I have a healthy obsession with cars and motor racing.
At age seven, like many children, I owned dozens of die cast cars that I’d line up on imaginary starting lines almost every evening before pushing them through championship races and subsequent demolition derbies.
At age ten, I began to arrange the cars into virtual parking lots so as to practice parallel parking for my future driving exam.
At age fourteen, I abandoned Hot Wheels and went for Jada Toys’ new Import Racer line-up which featured larger car bodies, rubber wheels, realistic headlights and taillights, custom body kits, and an overall greater level of sophistication.
At age fifteen, I made the foolish mistake of bringing a car to high school where, after meeting Michelle, it went flying into a wall.

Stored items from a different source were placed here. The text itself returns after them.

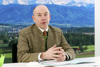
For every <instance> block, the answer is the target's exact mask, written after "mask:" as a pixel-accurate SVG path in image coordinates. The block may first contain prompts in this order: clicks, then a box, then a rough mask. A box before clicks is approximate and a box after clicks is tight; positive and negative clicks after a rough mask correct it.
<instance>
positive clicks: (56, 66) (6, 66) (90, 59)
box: [2, 57, 100, 67]
mask: <svg viewBox="0 0 100 67" xmlns="http://www.w3.org/2000/svg"><path fill="white" fill-rule="evenodd" d="M76 59H81V60H87V61H94V62H95V63H86V64H76V65H63V66H54V67H100V57H86V58H76ZM36 63H38V62H36ZM2 67H49V66H47V65H43V64H39V65H35V66H34V65H28V63H5V64H3V66H2Z"/></svg>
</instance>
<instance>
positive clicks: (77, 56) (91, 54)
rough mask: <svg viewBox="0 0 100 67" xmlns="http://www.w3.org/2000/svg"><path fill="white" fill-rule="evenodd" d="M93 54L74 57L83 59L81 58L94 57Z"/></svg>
mask: <svg viewBox="0 0 100 67" xmlns="http://www.w3.org/2000/svg"><path fill="white" fill-rule="evenodd" d="M94 56H95V55H94V54H90V55H76V58H83V57H94Z"/></svg>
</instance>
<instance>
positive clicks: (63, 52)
mask: <svg viewBox="0 0 100 67" xmlns="http://www.w3.org/2000/svg"><path fill="white" fill-rule="evenodd" d="M40 57H41V58H42V59H48V60H50V59H53V60H57V61H64V60H65V59H66V56H65V52H64V50H63V49H62V47H56V45H54V46H53V47H51V48H49V49H48V50H47V51H46V52H43V53H42V54H41V56H40Z"/></svg>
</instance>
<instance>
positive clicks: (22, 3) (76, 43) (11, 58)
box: [0, 0, 95, 63]
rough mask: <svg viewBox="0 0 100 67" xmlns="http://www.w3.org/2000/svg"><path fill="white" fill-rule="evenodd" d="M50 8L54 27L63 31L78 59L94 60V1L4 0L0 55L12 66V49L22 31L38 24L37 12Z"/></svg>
mask: <svg viewBox="0 0 100 67" xmlns="http://www.w3.org/2000/svg"><path fill="white" fill-rule="evenodd" d="M40 4H43V5H46V6H47V7H48V9H49V10H50V14H51V20H50V24H49V25H51V26H54V27H58V28H60V29H61V30H62V31H63V34H64V36H65V39H66V40H67V42H68V43H69V44H70V45H71V46H72V48H73V49H74V51H75V53H76V58H81V57H93V56H94V54H95V53H94V52H95V49H94V48H95V40H94V39H95V38H94V36H95V32H94V29H95V22H94V21H95V18H94V17H95V14H94V13H95V10H94V9H95V1H94V0H0V55H1V54H5V61H4V62H5V63H12V46H13V45H14V44H15V43H17V42H18V37H19V31H20V30H21V29H23V28H25V27H28V26H30V25H32V24H34V21H33V19H32V15H33V9H34V8H35V7H36V6H37V5H40Z"/></svg>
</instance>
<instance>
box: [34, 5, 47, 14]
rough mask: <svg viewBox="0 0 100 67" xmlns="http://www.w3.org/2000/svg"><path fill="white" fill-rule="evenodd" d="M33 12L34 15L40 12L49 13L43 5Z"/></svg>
mask: <svg viewBox="0 0 100 67" xmlns="http://www.w3.org/2000/svg"><path fill="white" fill-rule="evenodd" d="M34 12H35V13H41V12H44V13H49V9H48V8H47V7H46V6H44V5H39V6H37V7H36V8H35V9H34V10H33V13H34Z"/></svg>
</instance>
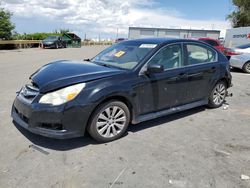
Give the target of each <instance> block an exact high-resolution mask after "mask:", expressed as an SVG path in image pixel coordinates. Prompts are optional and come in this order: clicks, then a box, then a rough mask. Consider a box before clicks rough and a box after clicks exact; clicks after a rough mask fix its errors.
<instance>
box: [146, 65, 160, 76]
mask: <svg viewBox="0 0 250 188" xmlns="http://www.w3.org/2000/svg"><path fill="white" fill-rule="evenodd" d="M161 72H164V67H163V65H159V64H150V65H149V66H148V68H147V73H149V74H150V73H161Z"/></svg>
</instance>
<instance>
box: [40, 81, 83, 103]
mask: <svg viewBox="0 0 250 188" xmlns="http://www.w3.org/2000/svg"><path fill="white" fill-rule="evenodd" d="M85 85H86V84H85V83H80V84H76V85H72V86H69V87H65V88H63V89H60V90H57V91H54V92H51V93H47V94H45V95H44V96H42V98H41V99H40V100H39V103H42V104H52V105H60V104H63V103H66V102H68V101H71V100H73V99H74V98H75V97H76V96H77V95H78V94H79V93H80V92H81V91H82V89H83V88H84V87H85Z"/></svg>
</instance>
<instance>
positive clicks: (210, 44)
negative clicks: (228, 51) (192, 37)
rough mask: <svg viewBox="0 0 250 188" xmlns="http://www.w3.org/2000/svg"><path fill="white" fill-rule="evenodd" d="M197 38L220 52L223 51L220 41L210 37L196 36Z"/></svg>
mask: <svg viewBox="0 0 250 188" xmlns="http://www.w3.org/2000/svg"><path fill="white" fill-rule="evenodd" d="M198 40H200V41H203V42H205V43H207V44H210V45H211V46H213V47H214V48H216V49H217V50H219V51H221V52H222V53H224V52H225V47H224V46H223V45H222V44H221V43H220V41H219V40H216V39H211V38H198Z"/></svg>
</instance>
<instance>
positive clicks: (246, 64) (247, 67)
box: [242, 61, 250, 74]
mask: <svg viewBox="0 0 250 188" xmlns="http://www.w3.org/2000/svg"><path fill="white" fill-rule="evenodd" d="M242 70H243V71H244V72H245V73H248V74H250V61H248V62H246V63H245V64H244V66H243V68H242Z"/></svg>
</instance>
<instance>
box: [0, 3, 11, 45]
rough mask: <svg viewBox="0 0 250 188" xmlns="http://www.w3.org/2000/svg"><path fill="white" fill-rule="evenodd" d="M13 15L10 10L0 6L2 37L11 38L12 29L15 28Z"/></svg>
mask: <svg viewBox="0 0 250 188" xmlns="http://www.w3.org/2000/svg"><path fill="white" fill-rule="evenodd" d="M11 16H12V14H11V13H10V12H9V11H5V10H4V9H3V8H0V39H7V40H9V39H11V35H12V33H11V31H12V30H13V29H14V28H15V26H14V24H12V23H11V21H10V18H11Z"/></svg>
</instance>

At age seventeen, inspired by the unique paint jobs of the world’s fastest cars, I foolishly chose to spray paint the rear spoiler of my white Nissan black.
Also at age seventeen, I came to accept the fact that my car was now both slow and ugly.
At age twenty, things began looking up when I learned that motor racing and car enthusiasm had a place in Palestine, and that it was breaking through gender and social barriers.
Meet the Speed Sisters, a collective of West Bank-based Christian and Muslim women representing Palestine in the Arab race scene. According to Al Arabiya, Speed Sisters is the first all-female team competing in the Middle East. The team first made headlines in the summer of 2010 when Suna Aweidah and her team’s Palestine-themed BMW debuted in a Ramallah race.
This is tremendously nice to see — not just because it involves speeding cars, not just because it challenges the global issue of gender inequity, but also because it shows that even under occupation and duress, the Palestinian people have not given up their hope to experience all that life has to offer.